Posted the debian-devel-announce link calling for Debian to mandate that all packages shipped in stable releases must be reproducible. The choice of debian-devel-announce — reserved for formal project communications — signals this is an actionable policy proposal, not aspirational discussion.
Argues that the announcement appearing on debian-devel-announce rather than the general discussion list is significant: reproducible builds have crossed from aspiration to actionable policy. Notes that over a decade of infrastructure work by contributors like Chris Lamb, Holger Levsen, and Vagrant Cascadian has brought Debian to 95-97% reproducibility, making a mandate now feasible.
Frames the xz-utils backdoor (CVE-2024-3094) as the decisive validation of the reproducible builds threat model. The editorial argues that if downstream distributors had been independently rebuilding xz-utils and comparing output, the discrepancy between source and binary would have been a red flag — potentially catching the backdoor months earlier. This transformed reproducible builds from a theoretical safeguard into a proven necessity.
Explicitly notes that '95% reproducible in unstable' and '100% reproducible in stable' are separated by a chasm of policy, tooling, and political will.

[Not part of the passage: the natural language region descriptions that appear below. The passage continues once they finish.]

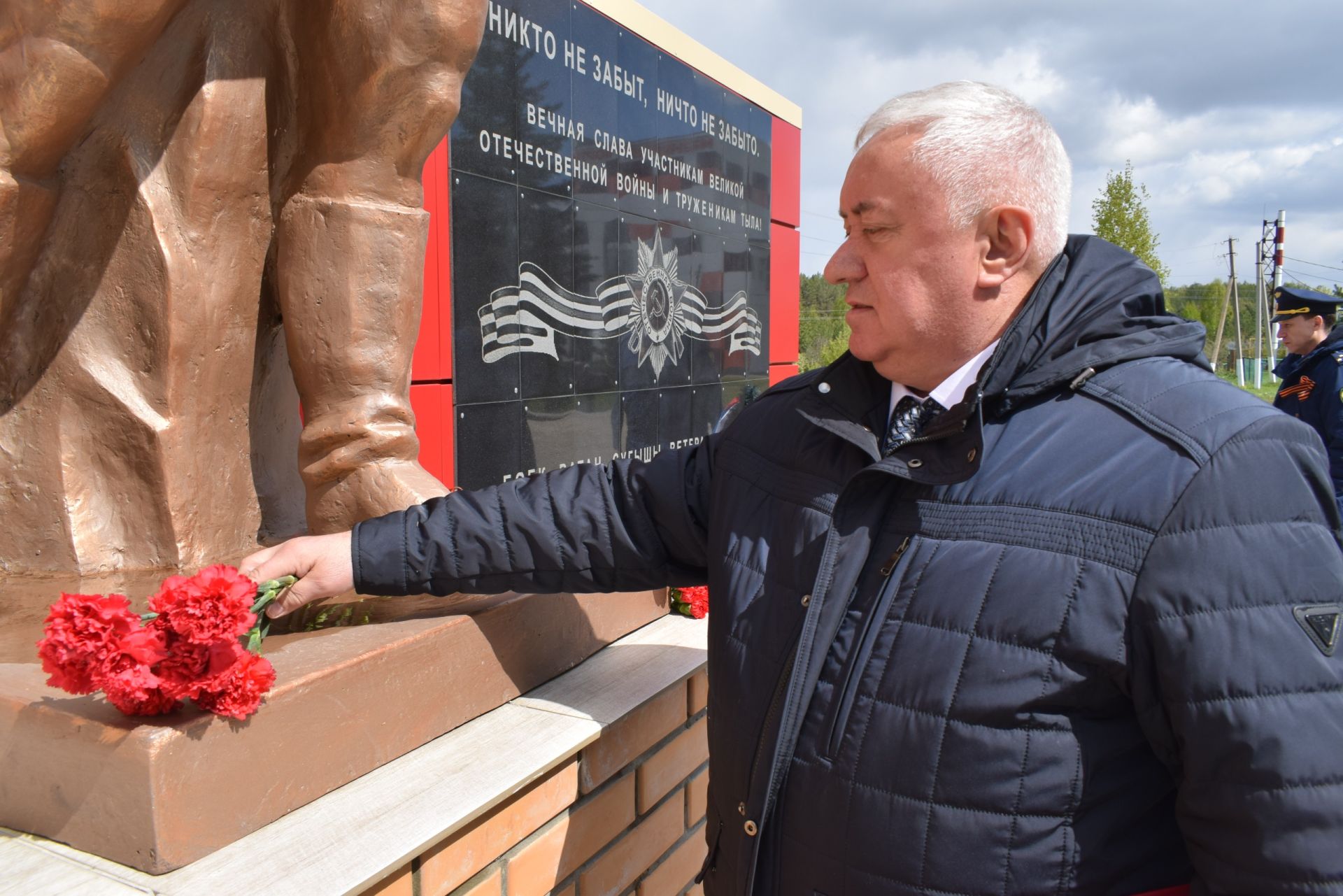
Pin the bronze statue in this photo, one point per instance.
(180, 183)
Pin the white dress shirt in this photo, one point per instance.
(953, 388)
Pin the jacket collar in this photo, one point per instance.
(1093, 306)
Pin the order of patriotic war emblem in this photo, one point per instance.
(655, 309)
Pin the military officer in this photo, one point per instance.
(1312, 371)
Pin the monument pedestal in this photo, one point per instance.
(387, 676)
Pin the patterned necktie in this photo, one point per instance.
(909, 417)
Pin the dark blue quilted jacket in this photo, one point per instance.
(1312, 391)
(1048, 648)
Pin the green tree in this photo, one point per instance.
(1119, 215)
(823, 335)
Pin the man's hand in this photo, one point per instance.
(321, 563)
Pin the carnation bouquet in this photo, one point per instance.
(692, 602)
(201, 641)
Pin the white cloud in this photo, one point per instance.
(1220, 144)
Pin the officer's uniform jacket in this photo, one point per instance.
(1312, 391)
(1046, 648)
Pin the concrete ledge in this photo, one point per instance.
(356, 834)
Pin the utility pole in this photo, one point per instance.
(1279, 239)
(1221, 321)
(1260, 294)
(1236, 301)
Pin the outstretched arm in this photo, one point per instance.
(583, 528)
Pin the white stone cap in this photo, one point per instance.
(661, 34)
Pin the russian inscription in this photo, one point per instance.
(638, 303)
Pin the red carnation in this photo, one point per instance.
(83, 633)
(136, 690)
(236, 691)
(214, 605)
(693, 602)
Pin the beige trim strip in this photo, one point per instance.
(661, 34)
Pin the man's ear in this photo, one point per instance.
(1007, 234)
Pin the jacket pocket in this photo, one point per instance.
(861, 653)
(712, 833)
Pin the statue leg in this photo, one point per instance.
(378, 86)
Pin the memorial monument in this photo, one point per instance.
(185, 182)
(213, 254)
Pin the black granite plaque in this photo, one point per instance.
(610, 246)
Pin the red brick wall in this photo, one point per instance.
(623, 816)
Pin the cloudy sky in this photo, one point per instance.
(1226, 111)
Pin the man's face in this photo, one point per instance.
(911, 277)
(1302, 334)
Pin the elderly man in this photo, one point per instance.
(1033, 639)
(1312, 370)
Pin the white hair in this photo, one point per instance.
(985, 147)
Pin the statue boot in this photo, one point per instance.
(350, 277)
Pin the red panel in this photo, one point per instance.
(427, 405)
(445, 268)
(785, 293)
(786, 182)
(427, 360)
(449, 437)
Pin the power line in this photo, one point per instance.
(1303, 278)
(1302, 261)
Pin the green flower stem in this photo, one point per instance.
(267, 592)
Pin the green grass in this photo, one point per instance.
(1267, 392)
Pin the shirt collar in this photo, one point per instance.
(953, 388)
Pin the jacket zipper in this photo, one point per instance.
(775, 706)
(861, 650)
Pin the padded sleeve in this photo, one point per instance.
(1233, 693)
(585, 528)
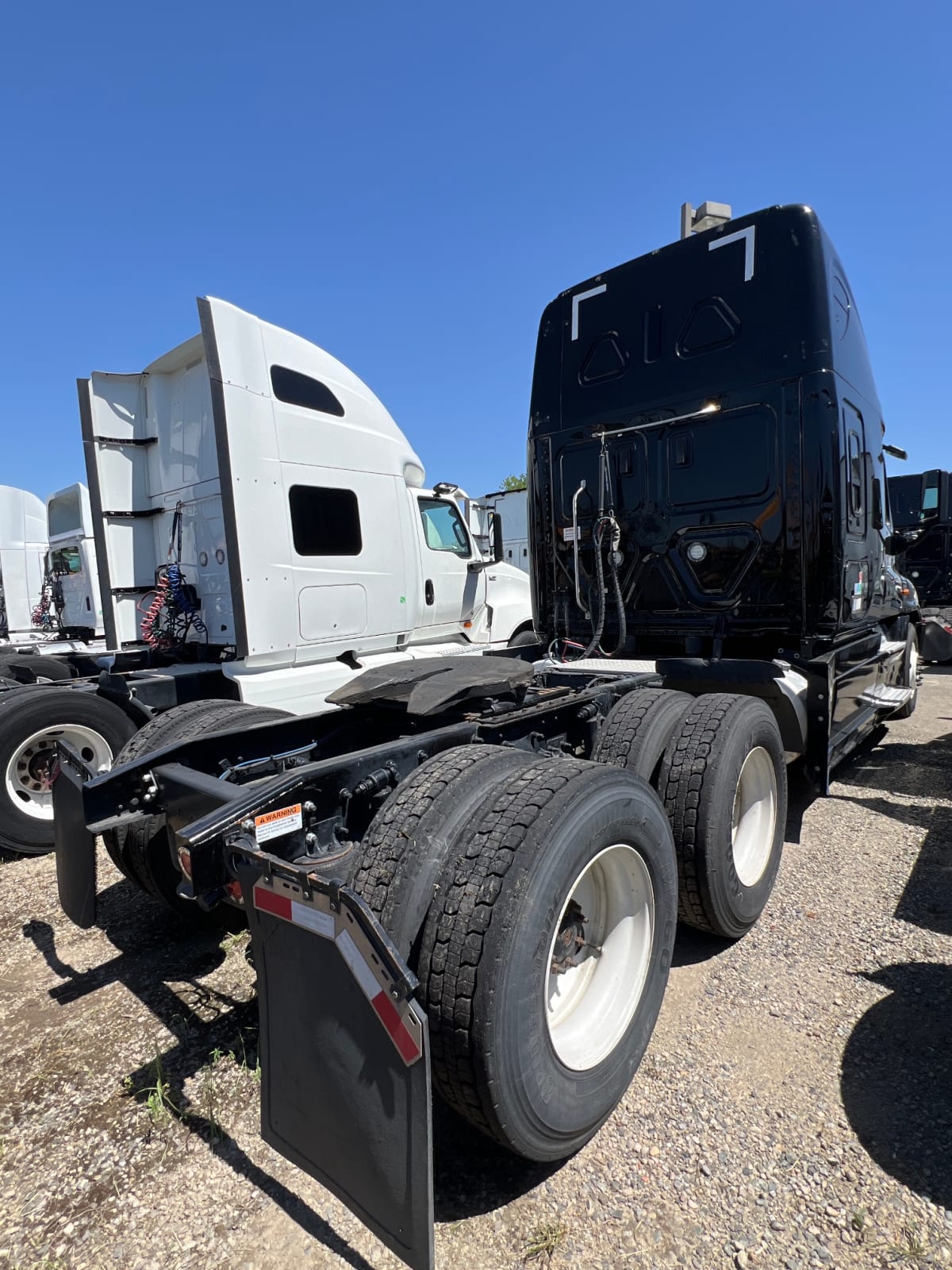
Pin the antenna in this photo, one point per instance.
(704, 217)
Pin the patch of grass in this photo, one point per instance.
(545, 1241)
(911, 1249)
(159, 1103)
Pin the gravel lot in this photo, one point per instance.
(795, 1108)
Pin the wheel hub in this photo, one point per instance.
(32, 768)
(37, 766)
(570, 939)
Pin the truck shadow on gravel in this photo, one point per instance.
(471, 1174)
(896, 1081)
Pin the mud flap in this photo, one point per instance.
(936, 641)
(75, 845)
(346, 1075)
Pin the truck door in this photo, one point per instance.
(452, 594)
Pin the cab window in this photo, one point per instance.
(67, 560)
(443, 527)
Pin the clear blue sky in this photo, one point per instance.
(409, 184)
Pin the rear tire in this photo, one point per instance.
(639, 728)
(32, 719)
(537, 1060)
(724, 783)
(143, 851)
(405, 850)
(42, 667)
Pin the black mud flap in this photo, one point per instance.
(75, 845)
(936, 639)
(346, 1073)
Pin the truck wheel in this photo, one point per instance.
(546, 952)
(405, 850)
(911, 676)
(638, 729)
(724, 783)
(143, 851)
(32, 719)
(46, 667)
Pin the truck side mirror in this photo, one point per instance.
(495, 535)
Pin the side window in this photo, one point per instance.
(857, 464)
(443, 527)
(67, 560)
(298, 389)
(325, 521)
(856, 479)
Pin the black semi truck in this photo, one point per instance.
(923, 514)
(469, 878)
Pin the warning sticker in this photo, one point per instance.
(272, 825)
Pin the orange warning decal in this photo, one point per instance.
(272, 825)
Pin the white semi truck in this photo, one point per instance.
(73, 578)
(263, 533)
(23, 543)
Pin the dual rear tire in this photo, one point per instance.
(719, 766)
(537, 899)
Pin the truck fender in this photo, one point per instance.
(778, 683)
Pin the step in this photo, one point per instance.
(888, 696)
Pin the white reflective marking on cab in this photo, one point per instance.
(748, 237)
(577, 302)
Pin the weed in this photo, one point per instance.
(209, 1100)
(159, 1103)
(543, 1242)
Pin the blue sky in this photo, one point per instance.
(409, 184)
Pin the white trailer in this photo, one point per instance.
(23, 544)
(263, 533)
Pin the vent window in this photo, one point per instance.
(325, 522)
(298, 389)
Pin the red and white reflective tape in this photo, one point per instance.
(323, 924)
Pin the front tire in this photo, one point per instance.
(32, 719)
(532, 1049)
(143, 851)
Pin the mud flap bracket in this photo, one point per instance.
(75, 845)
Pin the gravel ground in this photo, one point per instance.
(795, 1106)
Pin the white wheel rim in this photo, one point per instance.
(590, 1005)
(754, 822)
(913, 668)
(29, 780)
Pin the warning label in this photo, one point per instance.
(272, 825)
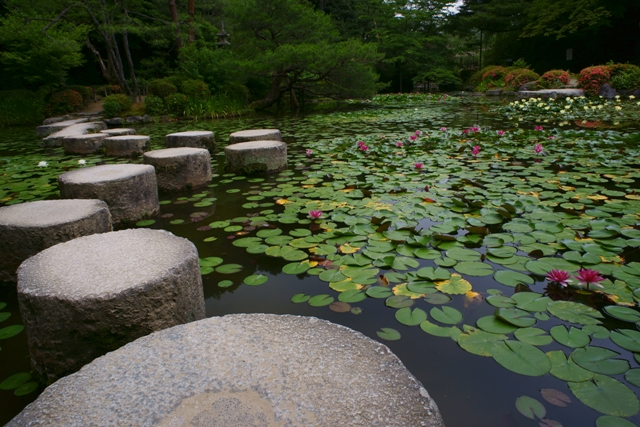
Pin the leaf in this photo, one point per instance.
(555, 397)
(389, 334)
(446, 315)
(521, 358)
(530, 407)
(606, 395)
(411, 318)
(574, 312)
(456, 285)
(600, 360)
(479, 342)
(573, 338)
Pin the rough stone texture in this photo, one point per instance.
(180, 168)
(256, 156)
(56, 126)
(83, 298)
(130, 191)
(56, 139)
(255, 135)
(119, 131)
(125, 145)
(606, 91)
(195, 139)
(84, 144)
(28, 228)
(551, 93)
(236, 371)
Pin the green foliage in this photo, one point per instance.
(116, 104)
(20, 107)
(67, 101)
(176, 104)
(154, 105)
(195, 89)
(161, 88)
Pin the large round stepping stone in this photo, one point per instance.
(125, 145)
(83, 298)
(255, 135)
(256, 156)
(119, 131)
(237, 371)
(194, 138)
(84, 144)
(180, 168)
(28, 228)
(130, 191)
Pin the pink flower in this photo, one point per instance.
(588, 277)
(560, 277)
(315, 214)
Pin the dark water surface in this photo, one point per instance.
(470, 390)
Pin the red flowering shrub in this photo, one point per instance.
(518, 77)
(592, 78)
(64, 102)
(554, 79)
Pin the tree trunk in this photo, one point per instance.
(174, 18)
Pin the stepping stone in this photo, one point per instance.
(194, 138)
(83, 298)
(28, 228)
(256, 156)
(241, 370)
(119, 131)
(255, 135)
(84, 144)
(125, 145)
(130, 191)
(56, 139)
(180, 168)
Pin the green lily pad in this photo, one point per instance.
(521, 358)
(606, 395)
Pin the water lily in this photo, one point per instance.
(560, 277)
(315, 214)
(589, 277)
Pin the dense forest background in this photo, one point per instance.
(302, 48)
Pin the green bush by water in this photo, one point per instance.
(20, 107)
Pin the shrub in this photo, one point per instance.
(161, 88)
(153, 105)
(554, 79)
(176, 103)
(196, 89)
(116, 104)
(64, 102)
(516, 78)
(592, 78)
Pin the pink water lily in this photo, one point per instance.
(315, 214)
(560, 277)
(589, 277)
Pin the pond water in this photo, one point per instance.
(430, 239)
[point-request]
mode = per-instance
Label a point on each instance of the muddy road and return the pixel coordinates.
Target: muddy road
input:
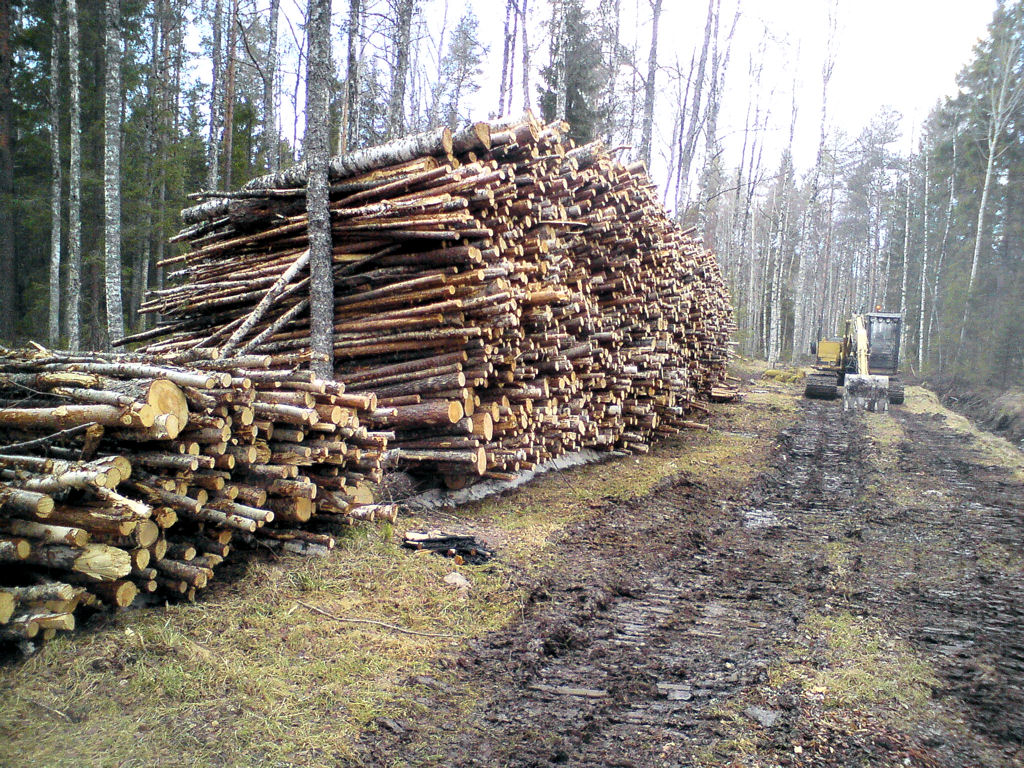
(859, 603)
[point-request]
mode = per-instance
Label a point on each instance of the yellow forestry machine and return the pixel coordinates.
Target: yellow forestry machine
(864, 363)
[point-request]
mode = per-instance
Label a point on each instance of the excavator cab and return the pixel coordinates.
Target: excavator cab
(864, 363)
(883, 338)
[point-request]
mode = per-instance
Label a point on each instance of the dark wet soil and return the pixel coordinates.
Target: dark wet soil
(656, 636)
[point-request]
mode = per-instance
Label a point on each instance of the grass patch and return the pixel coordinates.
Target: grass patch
(861, 665)
(785, 375)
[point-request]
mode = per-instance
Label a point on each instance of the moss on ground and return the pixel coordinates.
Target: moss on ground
(251, 676)
(994, 450)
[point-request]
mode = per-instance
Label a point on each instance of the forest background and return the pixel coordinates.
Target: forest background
(113, 112)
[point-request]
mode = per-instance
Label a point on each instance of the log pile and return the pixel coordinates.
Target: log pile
(119, 475)
(507, 296)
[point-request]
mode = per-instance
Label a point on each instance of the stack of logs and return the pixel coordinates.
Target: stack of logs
(119, 475)
(508, 297)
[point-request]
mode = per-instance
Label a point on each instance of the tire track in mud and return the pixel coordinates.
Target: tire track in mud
(965, 605)
(663, 609)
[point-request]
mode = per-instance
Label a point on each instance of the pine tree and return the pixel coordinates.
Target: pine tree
(576, 74)
(75, 183)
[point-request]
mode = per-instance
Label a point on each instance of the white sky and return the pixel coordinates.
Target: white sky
(900, 53)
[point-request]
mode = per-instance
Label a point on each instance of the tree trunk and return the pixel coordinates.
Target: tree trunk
(686, 157)
(112, 172)
(935, 320)
(647, 126)
(352, 76)
(906, 256)
(558, 57)
(525, 54)
(8, 310)
(228, 142)
(213, 148)
(505, 85)
(314, 146)
(396, 98)
(55, 179)
(270, 142)
(73, 321)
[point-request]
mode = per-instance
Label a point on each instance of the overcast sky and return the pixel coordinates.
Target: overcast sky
(900, 53)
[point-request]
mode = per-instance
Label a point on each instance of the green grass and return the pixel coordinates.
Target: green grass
(247, 676)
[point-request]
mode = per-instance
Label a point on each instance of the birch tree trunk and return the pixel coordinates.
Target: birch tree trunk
(55, 179)
(314, 146)
(805, 305)
(112, 172)
(270, 143)
(503, 90)
(352, 75)
(719, 69)
(396, 98)
(924, 271)
(7, 293)
(647, 126)
(906, 255)
(1005, 97)
(525, 53)
(73, 309)
(689, 146)
(558, 57)
(228, 137)
(213, 147)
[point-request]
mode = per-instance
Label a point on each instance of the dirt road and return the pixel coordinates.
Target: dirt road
(859, 603)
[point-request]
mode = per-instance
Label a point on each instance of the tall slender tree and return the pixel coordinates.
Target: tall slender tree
(271, 143)
(227, 142)
(56, 178)
(647, 124)
(523, 30)
(73, 314)
(399, 73)
(352, 75)
(314, 147)
(1004, 91)
(213, 145)
(7, 294)
(112, 171)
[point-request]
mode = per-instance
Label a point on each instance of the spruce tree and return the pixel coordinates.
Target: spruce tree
(578, 49)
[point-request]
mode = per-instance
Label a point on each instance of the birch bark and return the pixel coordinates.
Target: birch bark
(73, 317)
(112, 172)
(315, 148)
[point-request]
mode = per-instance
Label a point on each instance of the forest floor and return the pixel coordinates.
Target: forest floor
(800, 586)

While the technical infrastructure exists at tests.reproducible-builds.org, mandating full compliance for a stable release means every remaining non-reproducible package becomes a blocking issue — a fundamentally different challenge than incremental improvement.
A post to debian-devel-announce — Debian's moderated, official announcements list — has called for Debian to mandate that all packages shipped in stable releases must be reproducible. The title leaves no room for interpretation: "Debian must ship reproducible packages."
This isn't a mailing list hot take. debian-devel-announce is reserved for formal project communications: release announcements, policy changes, General Resolution results, and DPL statements. A post here carries institutional weight. The fact that this appeared on debian-devel-announce rather than the general discussion list signals that reproducible builds have crossed from aspiration to actionable policy.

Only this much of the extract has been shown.